Mangalam cautioned against hasty conclusions. He noted that the safety and efficacy of these microbes still need to be tested in humans. But, if his hypothesis proves correct, microbe-based treatments could be available in the next 5 to 10 years.
The research also raises the possibility of one day predicting or preventing MS based on gut microbiota testing. In order for that to happen, Mangalam said scientists first need larger studies that can help establish a baseline for a “normal” gut microbiota.

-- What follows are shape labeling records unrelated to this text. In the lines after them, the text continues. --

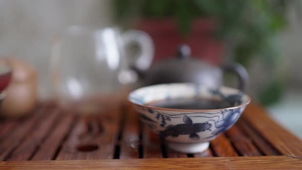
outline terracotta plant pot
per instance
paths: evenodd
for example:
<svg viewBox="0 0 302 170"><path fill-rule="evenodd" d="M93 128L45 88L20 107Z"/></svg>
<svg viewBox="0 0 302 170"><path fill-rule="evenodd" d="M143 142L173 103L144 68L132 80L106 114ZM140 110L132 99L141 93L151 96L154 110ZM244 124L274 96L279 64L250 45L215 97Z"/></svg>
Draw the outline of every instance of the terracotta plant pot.
<svg viewBox="0 0 302 170"><path fill-rule="evenodd" d="M192 55L214 65L219 65L223 52L222 44L212 35L215 25L211 19L197 20L192 30L184 37L178 30L176 22L170 19L146 19L140 20L136 28L149 34L155 46L155 62L175 55L181 44L188 45Z"/></svg>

He also said scientists need a better understanding of the different roles bacteria perform, or can perform, in individuals.
“We also have to remember that the gut microbiota analysis is the study of a community where different kinds of bacteria are needed to perform certain kinds of functions,” he said, comparing it to a city, where individuals chefs, mechanics, tailors -- each have different specialties.
“Similarly, a healthy individual needs a diverse bacterial population, which will perform different kinds of functions, e.g. metabolizing plant-based metabolites such as fibers into short chain fatty acids (SCFA), and isoflavone/lignans into equol/enterolactone, etcetera,” Mangalam said. “What we need to understand better is which bacteria can do similar kinds of functions because different individuals might use different bacteria to perform same function such as production of SCFA from fibers.”
Mangalam said building out a better catalog of bacteria functions will help identify the potential for disease in patients.
The study, "Human Gut-Derived Commensal Bacteria Suppress CNS Inflammatory and Demyelinating Disease," was published online in Cell Reports this month.